Na década de 1980, uma das características do chamado momento pós-moderno era a reciclagem do romance histórico por via da metanarrativa anacrônica em que releituras do passado – como em Viva o povo brasileiro, de João Ubaldo Ribeiro, Boca do inferno, de Ana Miranda, e Agosto, de Rubem Fonseca – revisaram o passado histórico na perspectiva da atualidade brasileira. 

Essa permissividade pós-moderna na reciclagem das grandes narrativas do passado liberou a vontade fabulatória das ciladas herméticas do modernismo e a valorização da boa história se manteve entre os contemporâneos. Formatos tradicionais do grande romance moderno – romance regional, romance de formação, romance de memória, romance de viagem etc. – reapareceram no novo milênio com um novo vigor entre escritores como Luiz Ruffato, Silviano Santiago, Chico Buarque de Holanda e Marçal Aquino, e os laços com o realismo histórico se reconfirmaram, atualizados ou não pela vontade de criar efeitos e afetos reais por meio da experiência da criação literária além do mero compromisso representativo.

Diante do tsunami diário de realismo que ameaça afogar o leitor, que tipo de realidade a literatura pode oferecer?

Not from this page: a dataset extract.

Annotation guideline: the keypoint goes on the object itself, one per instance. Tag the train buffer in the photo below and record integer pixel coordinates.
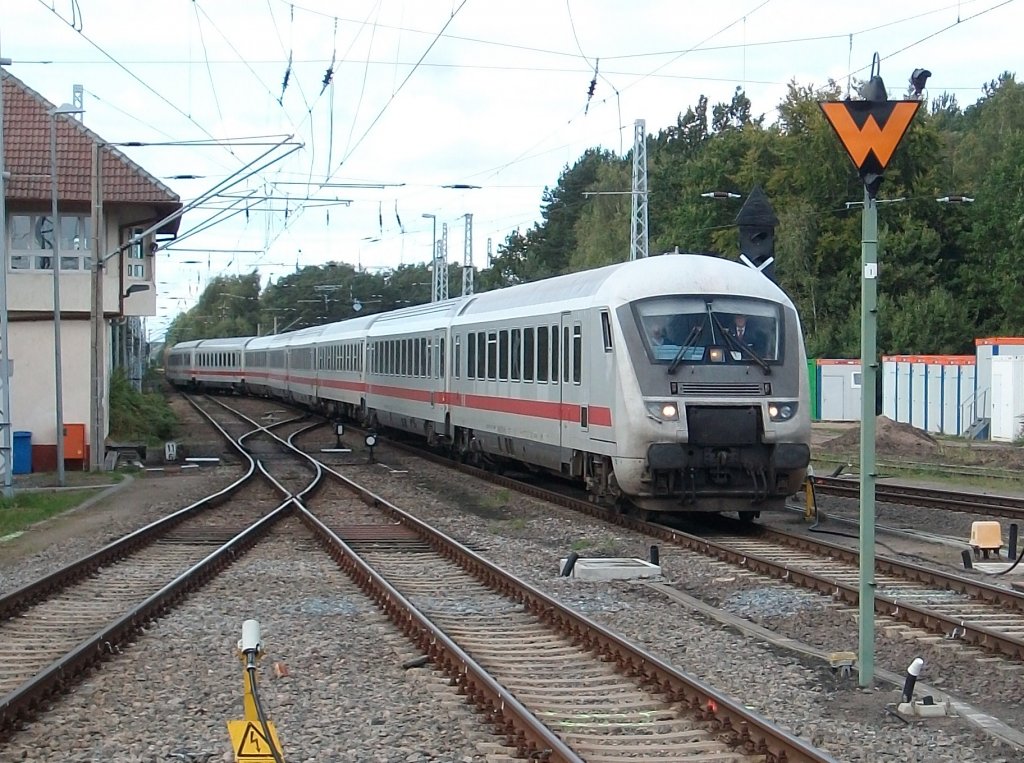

Alguns autores tiveram mais sucesso do que outros; em todo caso, a retomada das experiências realistas coloca um desafio fundamental para os escritores: evidenciar a potência ficcional da literatura numa realidade cultural siderada pela produção midiática de realidade, levando em conta que a ansiedade pelo resgate documental ocupa uma grande parte do mercado inundado de memórias, biografias, livros populares de história, testemunhos, depoimentos, entrevistas, reportagens, confissões, relatos jornalísticos e outras variações de não ficção. Diante do tsunami diário de realismo que ameaça afogar o leitor, que tipo de realidade a literatura pode oferecer?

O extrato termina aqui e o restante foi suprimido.